A traditional mortgage generally requires the buyer to place a down payment of 20% of the purchase price, but with recent changes lenders have made it possible to purchase a home with as little as zero down. In order to receive the best possible interest rates and to avoid private mortgage insurance, it is still a wise decision to have a significant down payment, but how can you save tens of thousands of dollars for this purchase?
How Much Should You Save?
The magic number that is most commonly referred to is 20%. At this point lenders will not require you to purchase Private Mortgage Insurance (PMI). The PMI is an additional cost built into your mortgage that protects the lender in the event of a default. Generally you can cancel this insurance once you have built up 20% equity in your home.
Ideally you would like to be able to save up a 20% down payment but that can be a daunting task. Even with a home priced at $200,000 you are looking at coming up with $40,000. The good news is that if you do come up with a substantial down payment you have instant equity in your home which can be valuable down the road when you decide to sell the home.
Don’t let the 20% rule keep you from owning a home though. While it is to your advantage to save money by avoiding PMI and to build equity into your home as quickly as possible you may be able to find the home of your dreams and save money with a smaller down payment.
Sources of Down Payment Funds
When you begin to plan for the purchase of a home there are many possible sources for these funds. Typically the down payment will come from a source of cash savings but there are other options available.
Check with the Federal Housing Administration or Veteran’s Administration as well as state housing authorities for programs that can assist first-time and low to moderate income families to obtain a mortgage with a lower down payment. The U.S. Department of Agriculture’s Rural Housing Service also offers a program intended to encourage low to moderate-income buyers to purchase in rural areas.

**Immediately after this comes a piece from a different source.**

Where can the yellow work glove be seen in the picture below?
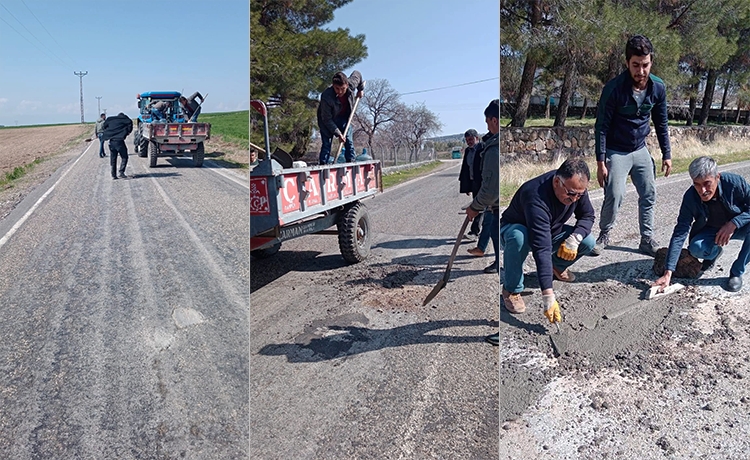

If you currently have money saved up in retirement accounts there may be additional resources available to you. Some 401(k) and 403(b) retirement plans allow participants to borrow money from the account for a new home purchase. Additionally, if you have an IRA account there are provisions to allow withdrawals for first-time home purchases.
Put Your Savings to Work
If you are saving money for a down payment you want to make sure it is working for you. Money that is sitting in a savings account earning less than 1% interest won’t do much in regards to helping you reach your savings goal faster. If you have a time frame set for when you plan on purchasing the home there are a few options for your money to make money while you wait.
If your plan is to purchase a home within the next few years you may want to look at a high-yield savings or money market account for holding the down payment funds. Currently you can receive rates upwards of 5% APY on these types of accounts. Another option could be to put the money into a certificate of deposit (CD). You have less flexibility and liquidity with these accounts but the yields can be attractive as well.